# Thread: Volume of sphere with hole

1. ## Volume of sphere with hole

A hole of diameter d is drilled through a sphere of radius r in such a way that the axis of the hole passes through the centre of the sphere. Find the volume of the solid that remains.

I drew a picture of a sphere centred on the cartesian plane, with a hole going through its centre (in the shape of a cylinder).

I already knew that the volume of the sphere was $\frac {4}{3}\pi r^{3}$. I then worked out the volume of the hole (cylinder):
$
\int_{-r}^{r} \frac{1}{4}\pi d^{2}dy$

$= \frac{1}{2}\pi d^{2} r
$

Volume of solid remaining = $\frac {4}{3}\pi r^{3} - \frac{1}{2}\pi d^{2} r$

but the correct answer was $\frac{1}{6}\pi (4r^{2} - d^{2})^{\frac{3}{2}}$

I cant see where I went wrong cause surely the objective of this problem is to minus the hole (cylinder) from a sphere to get the remaining volume?

2. The volume subtracted out by drilling the hole is not precisely a cylinder, because a cylinder usually has flat ends.

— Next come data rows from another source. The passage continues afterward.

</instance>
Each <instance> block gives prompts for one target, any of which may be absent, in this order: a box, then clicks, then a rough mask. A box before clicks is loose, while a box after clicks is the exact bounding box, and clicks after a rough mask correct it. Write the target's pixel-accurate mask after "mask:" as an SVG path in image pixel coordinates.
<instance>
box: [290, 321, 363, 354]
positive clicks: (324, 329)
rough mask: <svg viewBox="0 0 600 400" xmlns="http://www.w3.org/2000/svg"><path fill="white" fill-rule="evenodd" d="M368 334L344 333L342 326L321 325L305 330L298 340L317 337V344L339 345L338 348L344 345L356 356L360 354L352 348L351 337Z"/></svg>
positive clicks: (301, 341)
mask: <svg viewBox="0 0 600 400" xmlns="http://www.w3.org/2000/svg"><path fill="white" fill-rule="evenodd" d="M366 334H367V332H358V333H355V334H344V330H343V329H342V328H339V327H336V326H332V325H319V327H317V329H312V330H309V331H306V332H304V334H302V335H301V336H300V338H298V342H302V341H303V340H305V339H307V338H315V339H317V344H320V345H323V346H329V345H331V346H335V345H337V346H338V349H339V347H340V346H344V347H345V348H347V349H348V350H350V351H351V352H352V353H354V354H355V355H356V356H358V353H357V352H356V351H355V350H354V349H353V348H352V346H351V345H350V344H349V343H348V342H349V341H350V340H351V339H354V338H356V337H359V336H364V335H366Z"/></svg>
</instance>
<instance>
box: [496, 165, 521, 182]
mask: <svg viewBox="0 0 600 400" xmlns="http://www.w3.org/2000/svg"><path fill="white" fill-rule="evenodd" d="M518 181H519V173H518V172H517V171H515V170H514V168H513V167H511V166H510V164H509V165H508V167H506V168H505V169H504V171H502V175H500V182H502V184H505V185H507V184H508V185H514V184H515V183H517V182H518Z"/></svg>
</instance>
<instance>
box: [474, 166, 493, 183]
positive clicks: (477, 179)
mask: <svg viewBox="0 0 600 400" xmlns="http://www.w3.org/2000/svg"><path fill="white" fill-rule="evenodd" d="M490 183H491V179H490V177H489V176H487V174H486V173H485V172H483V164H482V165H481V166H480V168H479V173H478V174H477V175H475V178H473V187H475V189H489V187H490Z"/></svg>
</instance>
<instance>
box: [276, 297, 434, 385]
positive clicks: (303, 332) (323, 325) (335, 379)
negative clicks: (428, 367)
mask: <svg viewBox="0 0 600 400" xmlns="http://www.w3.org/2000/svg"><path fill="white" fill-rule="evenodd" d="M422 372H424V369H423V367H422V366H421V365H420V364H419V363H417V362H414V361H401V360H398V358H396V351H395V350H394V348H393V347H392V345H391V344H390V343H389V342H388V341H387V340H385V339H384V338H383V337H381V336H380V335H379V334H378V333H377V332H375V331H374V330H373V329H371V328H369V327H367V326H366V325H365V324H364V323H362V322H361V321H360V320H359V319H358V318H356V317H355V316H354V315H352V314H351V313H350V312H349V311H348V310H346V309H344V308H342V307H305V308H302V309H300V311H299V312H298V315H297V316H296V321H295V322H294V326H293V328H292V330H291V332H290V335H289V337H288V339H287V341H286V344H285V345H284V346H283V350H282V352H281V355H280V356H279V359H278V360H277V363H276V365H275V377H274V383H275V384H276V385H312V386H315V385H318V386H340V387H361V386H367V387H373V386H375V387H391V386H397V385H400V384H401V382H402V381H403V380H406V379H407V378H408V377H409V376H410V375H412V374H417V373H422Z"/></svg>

The material removed has curved ends (matches up with the sphere). So what do you get when you change this?

3. Very intresting problem. It sounds like Ackbeet is right in the fact that the figure removed is not
Spoiler:
only
a cylinder.

Good Luck!

4. Rather than subtracting the round-ended cylinder from the volume of the sphere, I think it's probably easier to set up the integral for the volume. You can use cylindrical shell elements of width $dx$, circumference $2 \pi x$, and height $2 \sqrt {R^2 - x^2}$, and integrate from x = d/2 to x = R.

5. I got the integral $V=-2\pi\int_{r^{2}-\frac{d^{2}}{4}}^{0} \sqrt{u} du$ after making the substitution of $u=r^{2} - x^{2}$ then my final answer was:

$\frac{4}{3}\pi(r^{2}-\frac{d^{2}}{4})^{\frac{3}{2}}$. Did I do something wrong or is there any way to simplify it to $\frac{1}{6}\pi(4r^{2} -d^{2)^\frac{3}{2}$ ?

6. They are the same answer. Proof:

$\displaystyle{\frac{4}{3}\pi(r^{2}-\frac{d^{2}}{4})^{\frac{3}{2}}}$

$\displaystyle{=\frac{4}{3}\pi(4r^{2}-d^{2})^{\frac{3}{2}}\left(\frac{1}{4}\right)^{\fra c{3}{2}}}$

$\displaystyle{=\frac{4}{3}\pi(4r^{2}-d^{2})^{\frac{3}{2}}\,\frac{1}{4^{3/2}}}$

$\displaystyle{=\frac{1}{8}\,\frac{4}{3}\pi(4r^{2}-d^{2})^{\frac{3}{2}}}$

$\displaystyle{=\frac{1}{6}\pi(4r^{2}-d^{2})^{\frac{3}{2}}.}$